Furthermore, a review of the literature suggests some interesting considerations. There is only limited information concerning actual uptake of PCr by the human heart. However, we should underline that, while we ourselves did not find PCr uptake by brain cells in vitro (Perasso et al. 2008), Preobrazhenskiĭ et al. (1986) found, on the contrary, that 32P-phosphocreatine was indeed taken up by isolated perfused rat hearts, the more so after they were made ischemic. Moreover, Soboll et al. (1997) found that phosphocreatine was taken up by both isolated rat heart mitochondria and liposomes. Thus, we cannot rule out that phosphocreatine may, at least to some extent, be actually taken up as such by heart cells and in this way increase the creatine/phosphocreatine system. However, additional protective mechanisms by phosphocreatine in the heart have also been suggested. Specifically, phosphocreatine may protect myocardial cells by inserting itself into the sarcolemma and modifying its physical properties (Saks et al. 1992). It inhibits platelet aggregation (Saks et al. 1992; Panchenko et al. 1994), thus probably exerting a beneficial effect in clinical conditions of coronary thrombosis.
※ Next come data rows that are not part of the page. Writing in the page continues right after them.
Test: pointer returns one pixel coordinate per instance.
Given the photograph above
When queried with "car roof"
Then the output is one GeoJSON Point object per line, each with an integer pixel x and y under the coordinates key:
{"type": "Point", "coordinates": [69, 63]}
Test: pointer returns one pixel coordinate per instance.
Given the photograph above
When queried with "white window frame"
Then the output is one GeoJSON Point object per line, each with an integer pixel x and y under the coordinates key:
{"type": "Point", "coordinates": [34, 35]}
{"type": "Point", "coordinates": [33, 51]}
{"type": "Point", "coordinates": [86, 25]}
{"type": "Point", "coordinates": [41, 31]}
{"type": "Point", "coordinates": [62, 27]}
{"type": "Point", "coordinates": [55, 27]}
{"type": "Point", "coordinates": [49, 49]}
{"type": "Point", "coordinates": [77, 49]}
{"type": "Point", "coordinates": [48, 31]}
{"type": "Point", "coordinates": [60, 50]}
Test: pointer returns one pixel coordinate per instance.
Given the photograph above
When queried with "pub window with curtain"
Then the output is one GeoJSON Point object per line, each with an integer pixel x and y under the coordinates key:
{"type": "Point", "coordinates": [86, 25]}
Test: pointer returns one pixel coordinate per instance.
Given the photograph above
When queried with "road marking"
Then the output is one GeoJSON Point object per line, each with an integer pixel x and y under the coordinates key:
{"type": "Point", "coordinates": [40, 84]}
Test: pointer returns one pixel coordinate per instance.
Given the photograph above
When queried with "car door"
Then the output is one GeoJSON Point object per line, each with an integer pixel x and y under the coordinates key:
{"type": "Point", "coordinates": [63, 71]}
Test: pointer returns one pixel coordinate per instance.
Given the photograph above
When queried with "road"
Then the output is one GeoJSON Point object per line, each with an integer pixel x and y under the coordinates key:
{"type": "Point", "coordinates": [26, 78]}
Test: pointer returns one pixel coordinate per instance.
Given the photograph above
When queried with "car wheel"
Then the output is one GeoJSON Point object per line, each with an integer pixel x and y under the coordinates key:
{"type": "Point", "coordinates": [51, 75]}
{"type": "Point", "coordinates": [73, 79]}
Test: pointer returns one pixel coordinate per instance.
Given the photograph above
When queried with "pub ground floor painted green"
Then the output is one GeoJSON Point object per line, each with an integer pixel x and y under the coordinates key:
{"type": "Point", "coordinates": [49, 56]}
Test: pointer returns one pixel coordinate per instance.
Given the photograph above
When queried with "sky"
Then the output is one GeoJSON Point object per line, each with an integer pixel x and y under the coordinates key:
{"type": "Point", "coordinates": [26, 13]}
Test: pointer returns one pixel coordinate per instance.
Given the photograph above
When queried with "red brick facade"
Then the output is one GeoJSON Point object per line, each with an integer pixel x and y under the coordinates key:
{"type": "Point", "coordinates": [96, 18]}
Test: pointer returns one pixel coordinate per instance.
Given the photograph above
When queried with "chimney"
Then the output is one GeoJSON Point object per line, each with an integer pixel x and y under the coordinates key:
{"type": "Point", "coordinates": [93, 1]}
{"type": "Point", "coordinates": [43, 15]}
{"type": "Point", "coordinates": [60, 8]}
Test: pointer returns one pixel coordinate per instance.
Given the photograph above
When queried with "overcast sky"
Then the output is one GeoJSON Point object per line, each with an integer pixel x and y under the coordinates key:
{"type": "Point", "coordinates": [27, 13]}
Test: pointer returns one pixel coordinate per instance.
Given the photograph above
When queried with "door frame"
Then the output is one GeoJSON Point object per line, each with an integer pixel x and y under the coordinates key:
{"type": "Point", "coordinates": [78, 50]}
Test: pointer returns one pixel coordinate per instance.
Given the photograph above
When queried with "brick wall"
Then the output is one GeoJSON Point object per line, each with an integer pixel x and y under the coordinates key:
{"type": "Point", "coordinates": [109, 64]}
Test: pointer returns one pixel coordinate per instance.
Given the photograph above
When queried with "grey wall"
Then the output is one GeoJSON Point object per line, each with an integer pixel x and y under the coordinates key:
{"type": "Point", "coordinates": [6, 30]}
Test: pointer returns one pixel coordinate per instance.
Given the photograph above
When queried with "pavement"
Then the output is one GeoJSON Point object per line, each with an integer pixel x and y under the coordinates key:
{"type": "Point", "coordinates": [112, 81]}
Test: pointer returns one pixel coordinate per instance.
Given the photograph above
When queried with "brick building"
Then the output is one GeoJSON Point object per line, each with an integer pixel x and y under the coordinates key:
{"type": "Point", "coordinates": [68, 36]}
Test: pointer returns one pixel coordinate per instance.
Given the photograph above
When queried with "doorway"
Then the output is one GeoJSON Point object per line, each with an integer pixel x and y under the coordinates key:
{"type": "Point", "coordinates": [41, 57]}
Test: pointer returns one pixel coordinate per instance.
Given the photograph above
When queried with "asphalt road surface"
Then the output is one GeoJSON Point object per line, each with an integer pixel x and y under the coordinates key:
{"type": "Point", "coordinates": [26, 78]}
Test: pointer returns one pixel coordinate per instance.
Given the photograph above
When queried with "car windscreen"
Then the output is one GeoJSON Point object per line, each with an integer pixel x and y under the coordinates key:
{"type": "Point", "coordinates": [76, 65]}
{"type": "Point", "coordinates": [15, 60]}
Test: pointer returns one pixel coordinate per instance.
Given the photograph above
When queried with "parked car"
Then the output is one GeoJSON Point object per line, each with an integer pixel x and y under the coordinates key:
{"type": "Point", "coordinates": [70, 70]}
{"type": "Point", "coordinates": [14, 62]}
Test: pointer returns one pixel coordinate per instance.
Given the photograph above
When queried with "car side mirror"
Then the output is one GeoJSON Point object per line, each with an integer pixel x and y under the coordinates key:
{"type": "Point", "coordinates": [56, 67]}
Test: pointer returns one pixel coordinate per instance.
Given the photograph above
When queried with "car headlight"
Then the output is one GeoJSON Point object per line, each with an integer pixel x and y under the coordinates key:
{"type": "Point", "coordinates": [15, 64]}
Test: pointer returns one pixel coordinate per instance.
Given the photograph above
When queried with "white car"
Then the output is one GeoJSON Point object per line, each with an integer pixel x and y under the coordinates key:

Parenteral administration of P-Cr has, instead, some practical limitations especially in a “pre-medication” setting, as P-Cr is unstable in solution being quickly hydrolysed. Not surprisingly, the best clinical results with heart so far were obtained with PCr in cardioplegic solutions, probably because of the combination of favorable time of administration (before cardiac ischemia) and the high bioavailability due to the route of direct intra-venous administration.
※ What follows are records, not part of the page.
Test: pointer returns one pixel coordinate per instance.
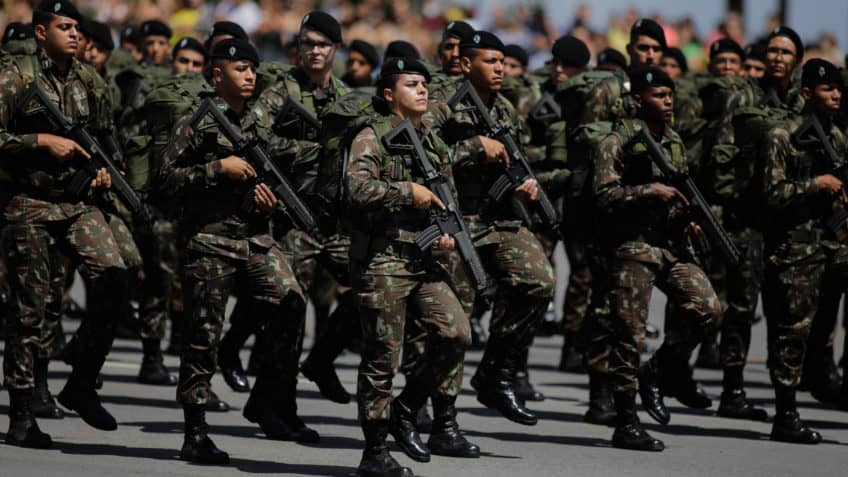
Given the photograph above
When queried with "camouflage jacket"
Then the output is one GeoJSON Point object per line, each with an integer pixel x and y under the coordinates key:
{"type": "Point", "coordinates": [212, 219]}
{"type": "Point", "coordinates": [39, 179]}
{"type": "Point", "coordinates": [298, 138]}
{"type": "Point", "coordinates": [796, 203]}
{"type": "Point", "coordinates": [624, 172]}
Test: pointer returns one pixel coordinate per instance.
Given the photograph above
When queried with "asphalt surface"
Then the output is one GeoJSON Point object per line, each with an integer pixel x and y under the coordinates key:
{"type": "Point", "coordinates": [698, 443]}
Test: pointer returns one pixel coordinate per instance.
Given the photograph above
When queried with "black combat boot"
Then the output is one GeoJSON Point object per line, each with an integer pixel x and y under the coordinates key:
{"type": "Point", "coordinates": [23, 430]}
{"type": "Point", "coordinates": [649, 391]}
{"type": "Point", "coordinates": [42, 404]}
{"type": "Point", "coordinates": [376, 460]}
{"type": "Point", "coordinates": [446, 439]}
{"type": "Point", "coordinates": [523, 388]}
{"type": "Point", "coordinates": [733, 402]}
{"type": "Point", "coordinates": [601, 408]}
{"type": "Point", "coordinates": [197, 446]}
{"type": "Point", "coordinates": [153, 370]}
{"type": "Point", "coordinates": [495, 390]}
{"type": "Point", "coordinates": [787, 425]}
{"type": "Point", "coordinates": [402, 428]}
{"type": "Point", "coordinates": [230, 363]}
{"type": "Point", "coordinates": [629, 433]}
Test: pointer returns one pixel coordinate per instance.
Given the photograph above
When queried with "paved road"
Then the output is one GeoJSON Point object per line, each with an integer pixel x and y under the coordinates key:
{"type": "Point", "coordinates": [699, 444]}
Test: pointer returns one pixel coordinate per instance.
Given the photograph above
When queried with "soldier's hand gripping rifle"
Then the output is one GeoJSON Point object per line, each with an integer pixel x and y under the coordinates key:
{"type": "Point", "coordinates": [837, 223]}
{"type": "Point", "coordinates": [267, 171]}
{"type": "Point", "coordinates": [709, 223]}
{"type": "Point", "coordinates": [518, 169]}
{"type": "Point", "coordinates": [81, 182]}
{"type": "Point", "coordinates": [403, 139]}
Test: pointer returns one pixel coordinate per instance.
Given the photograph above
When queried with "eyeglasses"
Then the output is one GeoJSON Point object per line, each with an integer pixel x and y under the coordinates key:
{"type": "Point", "coordinates": [183, 60]}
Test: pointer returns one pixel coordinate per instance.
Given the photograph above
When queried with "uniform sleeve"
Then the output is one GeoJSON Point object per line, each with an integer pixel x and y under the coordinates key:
{"type": "Point", "coordinates": [780, 190]}
{"type": "Point", "coordinates": [366, 188]}
{"type": "Point", "coordinates": [179, 170]}
{"type": "Point", "coordinates": [11, 87]}
{"type": "Point", "coordinates": [607, 187]}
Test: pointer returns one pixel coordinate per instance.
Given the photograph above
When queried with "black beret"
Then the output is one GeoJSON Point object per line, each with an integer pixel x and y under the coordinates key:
{"type": "Point", "coordinates": [398, 66]}
{"type": "Point", "coordinates": [649, 28]}
{"type": "Point", "coordinates": [323, 22]}
{"type": "Point", "coordinates": [228, 28]}
{"type": "Point", "coordinates": [756, 51]}
{"type": "Point", "coordinates": [367, 50]}
{"type": "Point", "coordinates": [458, 30]}
{"type": "Point", "coordinates": [679, 57]}
{"type": "Point", "coordinates": [401, 49]}
{"type": "Point", "coordinates": [817, 71]}
{"type": "Point", "coordinates": [515, 51]}
{"type": "Point", "coordinates": [787, 32]}
{"type": "Point", "coordinates": [131, 34]}
{"type": "Point", "coordinates": [155, 28]}
{"type": "Point", "coordinates": [189, 43]}
{"type": "Point", "coordinates": [63, 8]}
{"type": "Point", "coordinates": [18, 31]}
{"type": "Point", "coordinates": [726, 45]}
{"type": "Point", "coordinates": [649, 77]}
{"type": "Point", "coordinates": [235, 49]}
{"type": "Point", "coordinates": [571, 51]}
{"type": "Point", "coordinates": [482, 40]}
{"type": "Point", "coordinates": [612, 56]}
{"type": "Point", "coordinates": [98, 32]}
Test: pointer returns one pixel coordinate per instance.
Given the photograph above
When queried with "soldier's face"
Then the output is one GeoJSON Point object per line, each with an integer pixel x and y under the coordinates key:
{"type": "Point", "coordinates": [235, 79]}
{"type": "Point", "coordinates": [781, 57]}
{"type": "Point", "coordinates": [408, 98]}
{"type": "Point", "coordinates": [96, 55]}
{"type": "Point", "coordinates": [513, 67]}
{"type": "Point", "coordinates": [726, 64]}
{"type": "Point", "coordinates": [357, 66]}
{"type": "Point", "coordinates": [485, 70]}
{"type": "Point", "coordinates": [753, 69]}
{"type": "Point", "coordinates": [316, 51]}
{"type": "Point", "coordinates": [671, 67]}
{"type": "Point", "coordinates": [156, 49]}
{"type": "Point", "coordinates": [188, 61]}
{"type": "Point", "coordinates": [59, 38]}
{"type": "Point", "coordinates": [449, 55]}
{"type": "Point", "coordinates": [825, 98]}
{"type": "Point", "coordinates": [655, 103]}
{"type": "Point", "coordinates": [644, 52]}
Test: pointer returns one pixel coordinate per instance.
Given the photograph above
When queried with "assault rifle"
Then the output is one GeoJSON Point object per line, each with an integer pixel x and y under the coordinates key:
{"type": "Point", "coordinates": [712, 227]}
{"type": "Point", "coordinates": [80, 184]}
{"type": "Point", "coordinates": [267, 171]}
{"type": "Point", "coordinates": [403, 139]}
{"type": "Point", "coordinates": [518, 169]}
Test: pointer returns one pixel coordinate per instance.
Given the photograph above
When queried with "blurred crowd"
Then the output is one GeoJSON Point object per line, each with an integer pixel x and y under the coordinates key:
{"type": "Point", "coordinates": [272, 23]}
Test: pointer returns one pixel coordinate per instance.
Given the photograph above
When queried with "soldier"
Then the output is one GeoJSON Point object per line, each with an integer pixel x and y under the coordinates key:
{"type": "Point", "coordinates": [362, 61]}
{"type": "Point", "coordinates": [397, 285]}
{"type": "Point", "coordinates": [523, 292]}
{"type": "Point", "coordinates": [647, 249]}
{"type": "Point", "coordinates": [42, 216]}
{"type": "Point", "coordinates": [223, 244]}
{"type": "Point", "coordinates": [803, 249]}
From a pharmacological perspective, a potentiation of the P-Cr/Cr content could possibly be obtained with two alternative strategies. One may consider either to use a premedication with Cyclocreatine (Osbakken et al. 1992); or to boost the Cr transporter (Lygate et al. 2012). A reduction in the endogenous Cr-synthesis or Cr dietary intake is unlikely to underly the fall in P-Cr/Cr depletion in heart dysfunction. More likely it is a combination of down-regulation of the cardiac Cr transporter, reducing Cr uptake, as well as a modifications in the cardiac CK isoform expression pattern, all of which will influence the local levels of Cr and the PCr/Cr ratio, as well as CK function in general (Horjus et al. 2011; Neubauer et al. 1999).

In summary, our current knowledge of the phosphocreatine/creatine system provides the rationale for further clinical investigations. A key point is the identification of the best Cr-derived molecule to be effective for each clinical setting: acute “coronary” ischemia, chronic ischemia during heart failure, ischemia during cardiac surgery. Probably, a better choice than Cr is P-Cr, when parenteral administration is possible for a limited time, remembering that its effects probably depend more on “pleiotropic” effects such as sarcoplasmatic membrane stabilization.
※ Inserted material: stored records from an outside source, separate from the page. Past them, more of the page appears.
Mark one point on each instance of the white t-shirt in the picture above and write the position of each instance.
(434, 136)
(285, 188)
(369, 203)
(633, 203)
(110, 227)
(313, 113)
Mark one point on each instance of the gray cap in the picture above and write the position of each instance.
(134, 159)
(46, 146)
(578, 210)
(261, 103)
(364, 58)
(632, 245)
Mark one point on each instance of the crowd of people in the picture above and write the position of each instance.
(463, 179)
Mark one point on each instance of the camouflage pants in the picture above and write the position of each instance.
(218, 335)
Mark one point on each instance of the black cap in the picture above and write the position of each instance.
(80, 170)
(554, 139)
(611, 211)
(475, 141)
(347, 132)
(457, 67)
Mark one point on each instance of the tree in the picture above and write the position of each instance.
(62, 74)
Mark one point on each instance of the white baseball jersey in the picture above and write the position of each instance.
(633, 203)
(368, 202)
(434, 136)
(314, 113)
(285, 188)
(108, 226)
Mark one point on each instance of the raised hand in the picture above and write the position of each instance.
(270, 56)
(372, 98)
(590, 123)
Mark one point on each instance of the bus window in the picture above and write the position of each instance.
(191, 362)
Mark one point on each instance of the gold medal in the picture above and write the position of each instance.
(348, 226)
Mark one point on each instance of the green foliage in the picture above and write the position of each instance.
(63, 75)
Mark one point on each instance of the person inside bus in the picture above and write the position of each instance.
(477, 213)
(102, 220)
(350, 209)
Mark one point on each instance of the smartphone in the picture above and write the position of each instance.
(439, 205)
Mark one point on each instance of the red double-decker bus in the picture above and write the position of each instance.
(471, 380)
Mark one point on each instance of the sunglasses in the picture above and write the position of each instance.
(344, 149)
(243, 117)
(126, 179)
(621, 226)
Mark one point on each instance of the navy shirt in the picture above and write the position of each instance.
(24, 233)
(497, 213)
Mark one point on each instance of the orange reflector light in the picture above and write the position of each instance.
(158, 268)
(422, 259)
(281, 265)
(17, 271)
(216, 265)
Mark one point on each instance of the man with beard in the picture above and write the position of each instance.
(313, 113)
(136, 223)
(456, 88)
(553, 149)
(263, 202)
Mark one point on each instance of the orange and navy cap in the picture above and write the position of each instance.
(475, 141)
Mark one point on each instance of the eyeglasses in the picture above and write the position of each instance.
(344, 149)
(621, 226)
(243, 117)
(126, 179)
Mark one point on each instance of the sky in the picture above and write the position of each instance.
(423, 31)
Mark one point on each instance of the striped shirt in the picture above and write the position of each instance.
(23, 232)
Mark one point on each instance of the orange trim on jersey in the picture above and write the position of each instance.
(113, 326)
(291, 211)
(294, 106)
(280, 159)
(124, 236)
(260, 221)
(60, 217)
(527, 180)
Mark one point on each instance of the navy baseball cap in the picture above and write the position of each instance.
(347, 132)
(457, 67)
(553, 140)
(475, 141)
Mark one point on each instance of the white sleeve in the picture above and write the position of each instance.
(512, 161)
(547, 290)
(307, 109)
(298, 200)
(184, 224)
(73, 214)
Cyclocreatine, hypothetically could be considered for preconditioning and treatment (instead of Cr), but up to date we have found only positive results in preclinical studies of heart disease. We believe that future results could come from these directions, if systematically explored. Nevertheless, cyclocreatine is not converted to creatine being instead phosphorylated as such but with a slower CK reaction velocity. This may limit its capability to rapidly provide energy at times of energy failure.

Summing up, direct intra-venous administration of phosphocreatine (PCr) to patients is still the most promising intervention for reinforcing the cardiac P-Cr/Cr system in the acute–subacute clinical phase of myocardial ischemia. Since P-Cr is chemically unstable, it has to be dissolved from either a solid PCr powder that is stored frozen or from a frozen sterile PCr-containing stock solution, which, however, is somewhat more complicated and demanding for the clinical personnel than just oral Cr supplementation (which itself appears to be much less effective). It is important that the results reviewed here on the use of P-Cr in myocardial reperfusion will be confirmed in future larger clinical trials.